The specific needs of women were addressed in a variety of sessions throughout the conference. Stigma, substance abuse, trauma, sexual assault and other factors affect prevention, engagement in care and retention for women across the globe. Research from Emory University identified multilevel factors affecting women in the U.S. Southern region, providing a useful framework for understanding specific prevention and treatment barriers and facilitators for three specific categories of women. The first is called "care engaged," those women whose entry, engagement and adherence to HIV care is affected adversely by enduring challenges such as with transportation and substance abuse, yet whose care at that level is facilitated by being well-connected to providers. The second category is "care consistent," those whose retention is affected more by positive experiences than by challenges, although barriers such as access to medications, unfamiliar providers, substance abuse and stigma make retention inconsistent. The third category is the "care detached," those for whom barriers outweighed facilitators, taking into account such factors as access to medications and housing, and stigma. This and similar models show the need to apply the correct intervention where it is most effective.

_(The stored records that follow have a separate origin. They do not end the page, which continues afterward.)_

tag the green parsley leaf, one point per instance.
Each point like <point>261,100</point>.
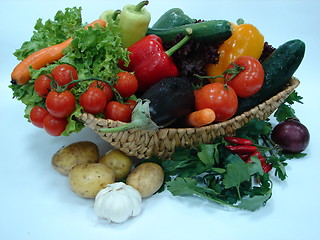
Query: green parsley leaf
<point>189,186</point>
<point>253,129</point>
<point>209,154</point>
<point>236,172</point>
<point>255,202</point>
<point>285,110</point>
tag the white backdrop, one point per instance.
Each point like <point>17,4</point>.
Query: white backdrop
<point>36,202</point>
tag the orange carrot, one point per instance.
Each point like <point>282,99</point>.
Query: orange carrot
<point>201,117</point>
<point>39,59</point>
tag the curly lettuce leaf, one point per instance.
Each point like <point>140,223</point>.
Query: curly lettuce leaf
<point>51,32</point>
<point>96,51</point>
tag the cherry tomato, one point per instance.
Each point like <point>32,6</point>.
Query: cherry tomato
<point>54,126</point>
<point>65,73</point>
<point>37,115</point>
<point>93,100</point>
<point>118,111</point>
<point>249,81</point>
<point>105,88</point>
<point>220,98</point>
<point>127,84</point>
<point>42,85</point>
<point>60,105</point>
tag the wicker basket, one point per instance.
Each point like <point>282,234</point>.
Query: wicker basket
<point>144,144</point>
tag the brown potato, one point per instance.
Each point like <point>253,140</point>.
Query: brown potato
<point>119,162</point>
<point>147,178</point>
<point>86,180</point>
<point>76,153</point>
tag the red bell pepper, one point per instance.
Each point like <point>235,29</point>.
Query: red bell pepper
<point>150,62</point>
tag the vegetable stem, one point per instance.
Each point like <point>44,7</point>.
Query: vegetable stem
<point>141,120</point>
<point>140,5</point>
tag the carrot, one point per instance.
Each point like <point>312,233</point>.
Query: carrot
<point>39,59</point>
<point>201,117</point>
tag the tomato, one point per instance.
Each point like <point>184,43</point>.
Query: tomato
<point>220,98</point>
<point>37,115</point>
<point>249,81</point>
<point>127,84</point>
<point>65,73</point>
<point>54,126</point>
<point>93,100</point>
<point>60,105</point>
<point>118,111</point>
<point>42,85</point>
<point>105,88</point>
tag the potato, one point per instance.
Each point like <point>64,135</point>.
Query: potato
<point>87,179</point>
<point>147,178</point>
<point>76,153</point>
<point>119,162</point>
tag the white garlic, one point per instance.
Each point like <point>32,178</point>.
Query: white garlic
<point>117,202</point>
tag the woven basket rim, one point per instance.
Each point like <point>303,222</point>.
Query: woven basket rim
<point>162,142</point>
<point>293,83</point>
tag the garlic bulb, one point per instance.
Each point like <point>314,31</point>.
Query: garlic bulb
<point>117,202</point>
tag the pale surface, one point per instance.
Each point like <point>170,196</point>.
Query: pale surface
<point>36,202</point>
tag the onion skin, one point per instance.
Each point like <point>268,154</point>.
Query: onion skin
<point>291,135</point>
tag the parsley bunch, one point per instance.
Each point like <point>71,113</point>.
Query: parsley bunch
<point>213,172</point>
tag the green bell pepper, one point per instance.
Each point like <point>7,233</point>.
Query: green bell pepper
<point>172,18</point>
<point>133,23</point>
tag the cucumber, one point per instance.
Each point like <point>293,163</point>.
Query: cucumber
<point>172,18</point>
<point>279,67</point>
<point>210,31</point>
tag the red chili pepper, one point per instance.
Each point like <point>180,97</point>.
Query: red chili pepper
<point>240,149</point>
<point>266,167</point>
<point>244,156</point>
<point>150,62</point>
<point>239,141</point>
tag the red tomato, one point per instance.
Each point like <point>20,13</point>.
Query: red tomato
<point>64,73</point>
<point>220,98</point>
<point>60,105</point>
<point>118,111</point>
<point>42,85</point>
<point>105,88</point>
<point>37,115</point>
<point>93,100</point>
<point>54,126</point>
<point>127,84</point>
<point>249,81</point>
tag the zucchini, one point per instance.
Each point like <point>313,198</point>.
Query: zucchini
<point>172,18</point>
<point>210,31</point>
<point>279,67</point>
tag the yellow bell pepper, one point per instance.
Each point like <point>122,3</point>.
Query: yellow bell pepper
<point>246,40</point>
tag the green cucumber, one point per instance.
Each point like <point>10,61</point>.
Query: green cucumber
<point>279,67</point>
<point>172,18</point>
<point>210,31</point>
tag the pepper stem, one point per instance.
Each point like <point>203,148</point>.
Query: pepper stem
<point>115,14</point>
<point>184,40</point>
<point>140,5</point>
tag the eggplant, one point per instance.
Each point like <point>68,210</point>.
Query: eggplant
<point>170,99</point>
<point>161,105</point>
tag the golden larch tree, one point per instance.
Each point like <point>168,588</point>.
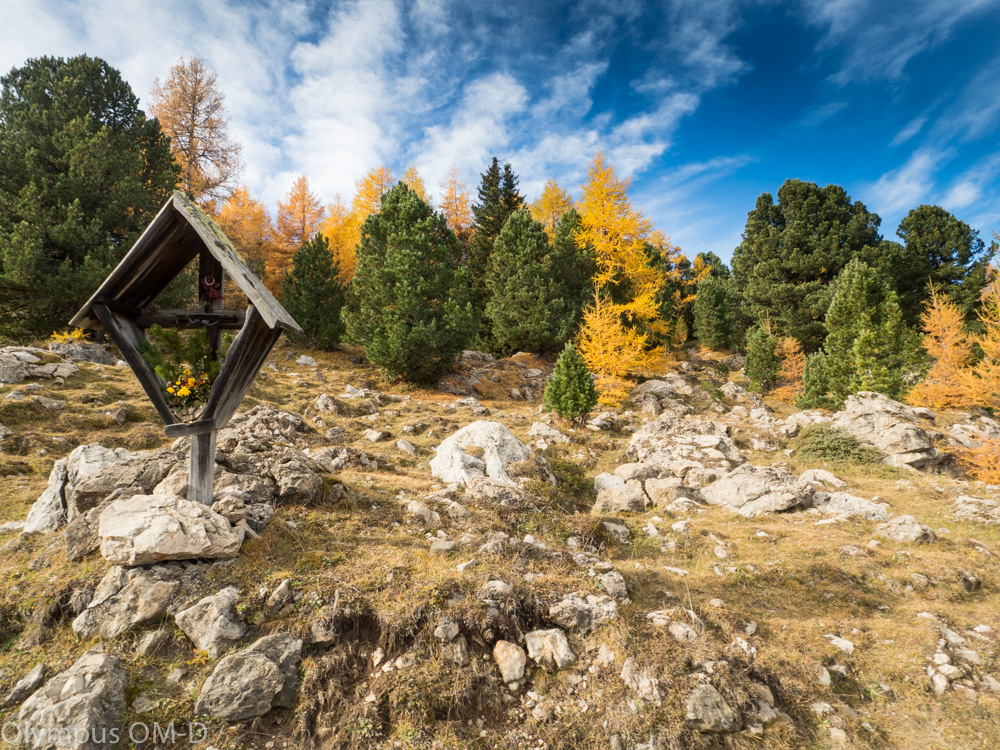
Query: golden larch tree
<point>617,329</point>
<point>368,192</point>
<point>549,207</point>
<point>415,182</point>
<point>299,217</point>
<point>950,346</point>
<point>191,110</point>
<point>454,204</point>
<point>343,231</point>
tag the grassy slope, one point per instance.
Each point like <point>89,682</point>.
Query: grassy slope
<point>364,553</point>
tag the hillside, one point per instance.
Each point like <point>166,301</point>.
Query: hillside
<point>694,601</point>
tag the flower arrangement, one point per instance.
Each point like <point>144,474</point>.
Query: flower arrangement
<point>77,334</point>
<point>186,364</point>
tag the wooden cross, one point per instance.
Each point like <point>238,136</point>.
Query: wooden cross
<point>179,233</point>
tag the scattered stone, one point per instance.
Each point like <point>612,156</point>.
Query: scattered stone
<point>583,616</point>
<point>124,599</point>
<point>707,711</point>
<point>621,499</point>
<point>210,624</point>
<point>85,701</point>
<point>498,448</point>
<point>549,649</point>
<point>511,660</point>
<point>890,426</point>
<point>754,490</point>
<point>26,686</point>
<point>905,529</point>
<point>251,682</point>
<point>148,529</point>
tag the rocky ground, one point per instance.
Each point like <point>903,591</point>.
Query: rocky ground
<point>389,566</point>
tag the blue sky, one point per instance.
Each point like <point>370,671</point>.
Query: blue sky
<point>704,103</point>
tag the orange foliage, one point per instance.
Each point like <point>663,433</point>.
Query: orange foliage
<point>299,217</point>
<point>793,362</point>
<point>983,379</point>
<point>416,183</point>
<point>343,231</point>
<point>550,206</point>
<point>616,335</point>
<point>947,341</point>
<point>983,462</point>
<point>369,191</point>
<point>611,350</point>
<point>455,204</point>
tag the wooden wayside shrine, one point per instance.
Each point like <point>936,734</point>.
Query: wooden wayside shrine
<point>180,233</point>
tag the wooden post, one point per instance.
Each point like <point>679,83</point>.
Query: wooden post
<point>201,468</point>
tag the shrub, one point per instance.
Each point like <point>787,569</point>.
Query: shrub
<point>821,444</point>
<point>762,364</point>
<point>570,392</point>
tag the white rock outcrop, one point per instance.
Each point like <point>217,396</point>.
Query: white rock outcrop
<point>495,447</point>
<point>147,529</point>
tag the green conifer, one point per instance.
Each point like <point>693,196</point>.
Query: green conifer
<point>570,392</point>
<point>313,294</point>
<point>408,303</point>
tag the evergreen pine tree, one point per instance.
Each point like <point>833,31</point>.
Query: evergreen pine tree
<point>570,392</point>
<point>527,310</point>
<point>762,364</point>
<point>713,314</point>
<point>573,266</point>
<point>314,295</point>
<point>496,200</point>
<point>867,348</point>
<point>408,303</point>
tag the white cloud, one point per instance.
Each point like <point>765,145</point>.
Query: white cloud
<point>906,187</point>
<point>879,41</point>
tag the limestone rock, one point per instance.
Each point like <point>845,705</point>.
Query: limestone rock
<point>511,660</point>
<point>25,686</point>
<point>84,702</point>
<point>210,623</point>
<point>253,681</point>
<point>980,510</point>
<point>124,599</point>
<point>498,448</point>
<point>890,426</point>
<point>707,711</point>
<point>848,506</point>
<point>583,616</point>
<point>754,490</point>
<point>905,529</point>
<point>549,649</point>
<point>669,439</point>
<point>146,529</point>
<point>629,497</point>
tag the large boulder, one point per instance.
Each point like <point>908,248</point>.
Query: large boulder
<point>479,449</point>
<point>211,623</point>
<point>147,529</point>
<point>892,427</point>
<point>669,440</point>
<point>754,490</point>
<point>79,708</point>
<point>905,529</point>
<point>124,599</point>
<point>253,681</point>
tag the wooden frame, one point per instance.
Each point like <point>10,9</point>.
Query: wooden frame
<point>180,233</point>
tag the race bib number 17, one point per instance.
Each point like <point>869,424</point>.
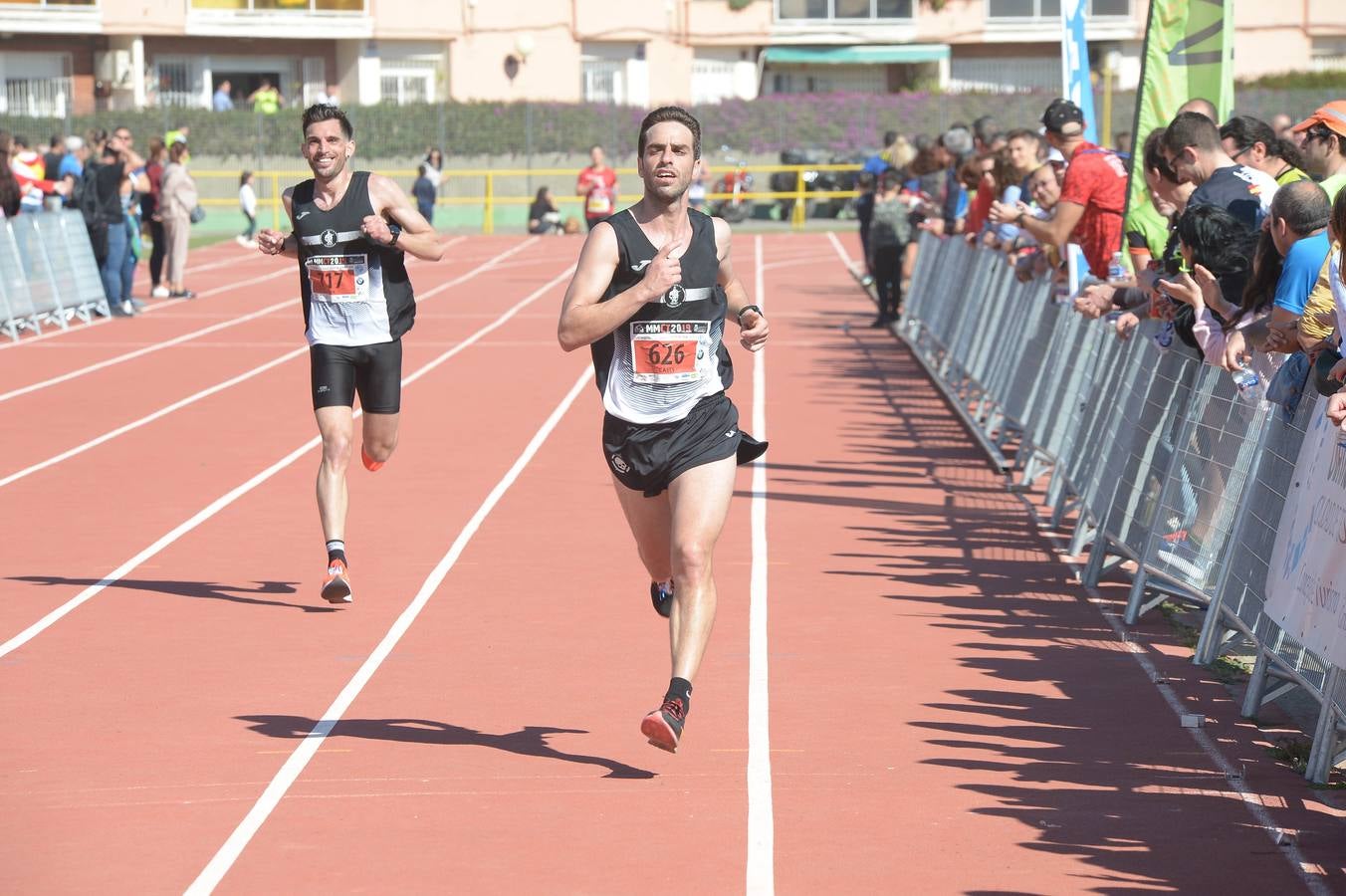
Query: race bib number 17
<point>338,278</point>
<point>668,351</point>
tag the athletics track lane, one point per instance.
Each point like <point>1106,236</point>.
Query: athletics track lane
<point>175,466</point>
<point>917,623</point>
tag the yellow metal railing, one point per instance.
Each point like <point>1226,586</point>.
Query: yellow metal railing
<point>270,186</point>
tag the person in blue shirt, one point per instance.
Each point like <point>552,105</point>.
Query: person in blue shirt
<point>882,160</point>
<point>1291,260</point>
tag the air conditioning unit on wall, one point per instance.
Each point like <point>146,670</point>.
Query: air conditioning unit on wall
<point>113,68</point>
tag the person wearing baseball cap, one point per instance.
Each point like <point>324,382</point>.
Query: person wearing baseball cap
<point>1323,144</point>
<point>1093,195</point>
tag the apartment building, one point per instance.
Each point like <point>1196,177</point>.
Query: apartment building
<point>62,57</point>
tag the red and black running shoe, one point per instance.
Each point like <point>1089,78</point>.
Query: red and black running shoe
<point>661,599</point>
<point>336,586</point>
<point>664,727</point>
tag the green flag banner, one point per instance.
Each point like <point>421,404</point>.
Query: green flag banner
<point>1189,53</point>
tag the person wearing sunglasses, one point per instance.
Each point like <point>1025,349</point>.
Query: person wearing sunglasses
<point>1323,145</point>
<point>1250,141</point>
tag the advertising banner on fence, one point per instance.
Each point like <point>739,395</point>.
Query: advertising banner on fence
<point>1074,64</point>
<point>1189,53</point>
<point>1306,584</point>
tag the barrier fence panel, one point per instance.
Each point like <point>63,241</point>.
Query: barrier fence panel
<point>37,264</point>
<point>85,291</point>
<point>1170,464</point>
<point>14,280</point>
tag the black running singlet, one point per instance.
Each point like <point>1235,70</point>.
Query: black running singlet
<point>355,291</point>
<point>670,354</point>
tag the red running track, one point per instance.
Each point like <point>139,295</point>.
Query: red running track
<point>947,713</point>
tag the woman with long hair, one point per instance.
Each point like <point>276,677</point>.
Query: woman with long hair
<point>178,198</point>
<point>1337,276</point>
<point>151,218</point>
<point>1224,260</point>
<point>10,192</point>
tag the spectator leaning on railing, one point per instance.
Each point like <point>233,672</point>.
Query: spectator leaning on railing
<point>1288,263</point>
<point>1193,149</point>
<point>1170,199</point>
<point>1040,259</point>
<point>1250,141</point>
<point>1337,278</point>
<point>1093,195</point>
<point>1323,145</point>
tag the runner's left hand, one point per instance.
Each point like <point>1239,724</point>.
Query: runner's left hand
<point>753,332</point>
<point>375,229</point>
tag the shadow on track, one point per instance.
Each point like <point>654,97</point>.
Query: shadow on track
<point>206,589</point>
<point>1066,739</point>
<point>530,740</point>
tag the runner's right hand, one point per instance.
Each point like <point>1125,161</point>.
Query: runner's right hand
<point>270,242</point>
<point>665,271</point>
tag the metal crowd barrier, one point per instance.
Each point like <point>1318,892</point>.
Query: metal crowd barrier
<point>47,272</point>
<point>1165,464</point>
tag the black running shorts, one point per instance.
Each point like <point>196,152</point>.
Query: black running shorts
<point>338,373</point>
<point>647,456</point>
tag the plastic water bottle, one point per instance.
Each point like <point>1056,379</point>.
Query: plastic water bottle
<point>1116,269</point>
<point>1165,337</point>
<point>1245,379</point>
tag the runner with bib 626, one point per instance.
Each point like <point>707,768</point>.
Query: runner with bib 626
<point>653,287</point>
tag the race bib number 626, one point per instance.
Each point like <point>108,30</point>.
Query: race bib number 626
<point>668,351</point>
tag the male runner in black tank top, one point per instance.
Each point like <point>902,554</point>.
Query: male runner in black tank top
<point>350,230</point>
<point>653,287</point>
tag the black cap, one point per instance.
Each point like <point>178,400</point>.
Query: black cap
<point>1059,113</point>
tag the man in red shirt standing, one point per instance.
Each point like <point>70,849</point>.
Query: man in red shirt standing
<point>1093,198</point>
<point>597,186</point>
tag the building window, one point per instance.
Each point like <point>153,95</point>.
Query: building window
<point>875,11</point>
<point>602,81</point>
<point>1003,10</point>
<point>280,6</point>
<point>35,84</point>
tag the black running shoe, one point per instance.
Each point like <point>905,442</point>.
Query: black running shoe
<point>661,599</point>
<point>664,727</point>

Adherence 2015 provided valuable information to help providers, case managers and community-based services develop targeted interventions that more effectively address the unique factors affecting various populations. Though much remains to be done, this work is having a tremendous impact sealing the "leaky cascade" and moving us closer toward UNAIDS' goal of 90-90-90 by 2020: 90% of all people living with HIV will know their HIV status; 90% of all people with diagnosed HIV infection will receive sustained antiretroviral therapy; and 90% of all people receiving treatment will have viral suppression.